A tradição começou quando ainda éramos solteiros. Uma vez por mês, sempre aos sábados, nos encontrávamos na casa do Niltão para tomar muita cerveja, colocar o papo em dia, descobrir as novidades, que eram sempre muitas, dos amigos dos tempos da universidade. O Niltão estava aprendendo a cozinhar e era ousado como só os iniciantes podem ser. Fejoada, rabada, buxada, costela, salmão, lula, camarão na moranga, pato, galo, peru, pernil, tutu, galinha d´angola, e qualquer coisa pesada, lenta e difícil de cozinhar foram os pratos que ele aprendeu a dominar. Éramos cobaias felizes desse aprendizado, que hoje já é maestria.
Com o passar dos anos, e já se passaram muitos, os casamentos aconteceram, as crianças nasceram e os almoços no Niltão começaram a se tornar mais raros. Não por vontade dele, é claro. A verdade é que ele cansou de insistir com alguns. Até mesmo comigo, depois que a caçula nasceu.
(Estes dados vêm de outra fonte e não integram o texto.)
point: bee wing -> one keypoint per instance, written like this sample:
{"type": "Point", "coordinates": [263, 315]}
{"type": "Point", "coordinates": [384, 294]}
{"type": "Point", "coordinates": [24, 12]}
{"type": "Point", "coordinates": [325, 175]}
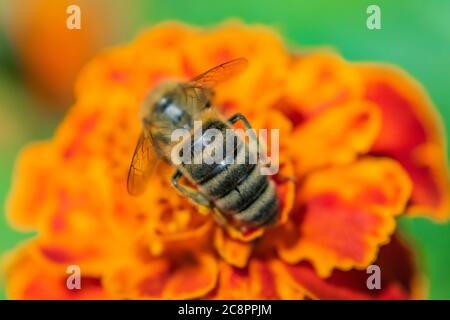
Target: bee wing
{"type": "Point", "coordinates": [143, 165]}
{"type": "Point", "coordinates": [220, 73]}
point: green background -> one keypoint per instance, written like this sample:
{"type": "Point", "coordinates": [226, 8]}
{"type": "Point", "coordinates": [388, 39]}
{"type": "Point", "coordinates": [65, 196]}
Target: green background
{"type": "Point", "coordinates": [414, 35]}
Lembro que ele ligava na véspera, como sempre, e mandava o convite.
_Alô, você também. Amanhã tem baixo lá em casa. Leva birita.
E eu dizia que não, que as crianças vão dar trabalho, que elas ainda estão muito pequenas e uma série de lamúrias de pai velho e bobo. Um dia o Niltão, com sua sabedoria e fino trato, cortou as frescuras.
_Deixa de fazer doce e traga a patroa e os moleques. Aqui está cheio de brinquedos e tem um quarto só para bagunçar.
Tanta perspicácia mexeu com os meus sentimentos. E eu voltei a freqüentar o almoço do Niltão. Eu e outros desgarrados e desgarradas. E voltei a ter informações sobre os amigos do tempo em que éramos jovens e íamos mudar o mundo. A cada vez que vou a um almoço no Niltão, eu comprovo. Minha geração é um sucesso.
Alguns dos casados se separaram, outros se amancebaram e um mudou a opção sexual. Meus colegas da universidade têm a sexualidade resolvida.
Fulano foi ser DJ na Escócia, Beltrano está em Sidney trabalhando de copeiro num hotel e a Sicrana, quem diria, casou com um banqueiro alemão babaca e mora em Munique. E o Glauco, lembra do Glaucoma!, se deu bem, casou com um baú e mora em Paris. Meus colegas de universidade são internacionalizados.
Aquela menina que dizia ser atriz ficou grávida de gêmeos de um senador. O Tavinho virou escritor e já publicou quatro biografias de deputados. A Samantha brigou com a Tabatha e voltou a fazer publicidade para partidos políticos. O Bicola, aquele que escondia cola na caneta, foi candidato por um partido nanico e hoje está atolado em dívidas. Meus colegas de universidade são politicamente corretos.
O Juca, irmão do Quincas, passou dois dias preso em Cartagena. A Samara, prima da namorada do Niltão, teria morrido se não fosse uma injeção de glicose. A Cráudia salvou o Piu do uísque, mas teve que beber tudo sozinha. A sativa teria matado o Michelangelo, se ele não tivesse sido atropelado enquanto cheirava a duodécima carreira do dia. E o Bituca, que tinha mania de procurar pontas em cinzeiros, fez tratamento com laser e agora só vasculha o porta-luvas dos carros dos amigos. Como se vê, meus colegas de universidade também gostam de rock´n´roll.
Agora eu não perco nenhum almoço no Niltão. Ás vezes ligo para ele, sugerindo algum prato leve.
_ Alô, você. Que tal um cassoulê para amanhã?
_ Comida de mocinha. Macho come é joelho de porco. Topa?
_Lógico. Vou levar uma de alambique que o meu avô deixou de herança.
_Traz limão também.
E eu vou dormir feliz da vida, porque sábado terei um senhor almoço no Niltão.